EQ Summer 2012 OG Table 2
In the proposed amendments, EPA had proposed to remove the 1 tpy benzene alternative compliance option for major sources and require controls of all storage vessels (including those without the potential for flash emissions). However, in the final amended rules EPA retained the 1 tpy benzene option and did not include control requirements for storage vessels without the potential for flash emissions.

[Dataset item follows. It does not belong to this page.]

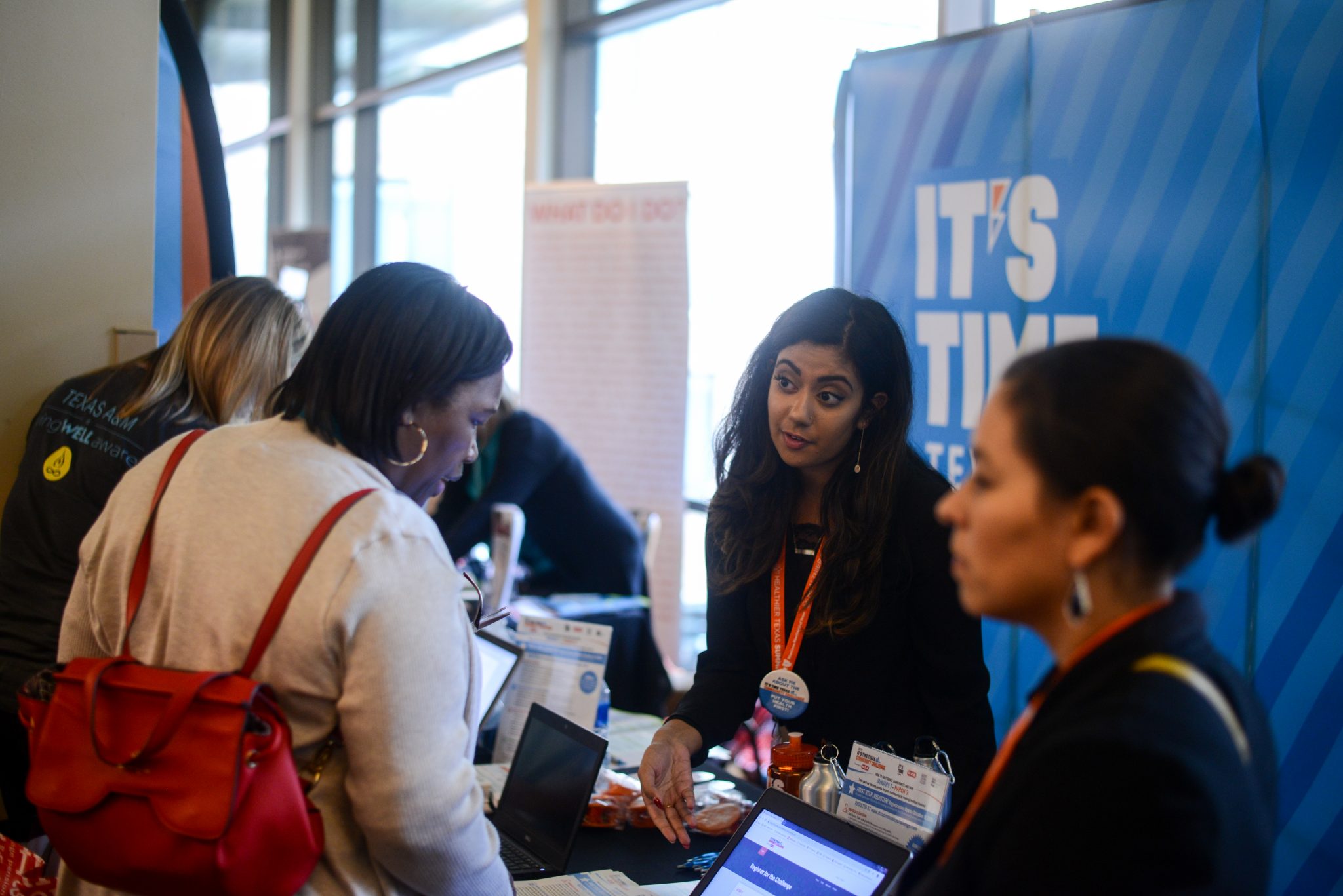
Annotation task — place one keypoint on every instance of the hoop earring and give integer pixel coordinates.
(424, 448)
(1079, 602)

In both sectors, EPA included an alternate compliance option for non-flare combustion devices allowing manufacturers to demonstrate the destruction efficiency for a specific model in lieu of facilities conducting site-specific tests for those specific control devices. In addition, the following compliance related amendments were made to the final rules:

  • Revisions to the parametric monitoring provisions, including the development of a site-specific monitoring plan
  • Addition of periodic performance testing where applicable
  • Removal of the allowance of a design analysis for all control devices other than condensers
  • Removal of the requirement for a minimum residence time for an enclosed combustion device
  • Addition of recordkeeping and reporting requirements to document carbon replacement intervals
  • Lowering leak detection limit for valves to 500 parts per million 

Similar to other recently promulgated NESHAPs, EPA eliminated the SSM exemptions such that the established standards in these two NESHAPs apply at all times. In conjunction with this change, EPA added a provision for affirmative defense to civil penalties for exceedances of emission limits caused by malfunctions.

What’s Next?

EPA has made it clear that oil and gas production and processing sources will be the focus of its National Enforcement Initiative (NEI) for fiscal years 2012 and 2013. With the new NSPS and revised NESHAPs in place, EPA has the tools it needs to enforce in a comprehensive manner. Take time to review these regulations in detail: the impacts are far reaching, the recordkeeping is not insignificant, and inaccurate or missed reporting can lead to enforcement actions years from now if not approached carefully. While the political landscape may change months, or even years, from now, air quality regulations for the oil and gas industry are not likely to lessen overnight – if at all. Now is the time to review, prepare, plan – and most importantly, participate. Provide comments on future proposed rules, work with legislators and rule makers to achieve common sense solutions, and participate with your industry organizations that may be negotiating with EPA, state, and local agencies regarding oil and gas rules.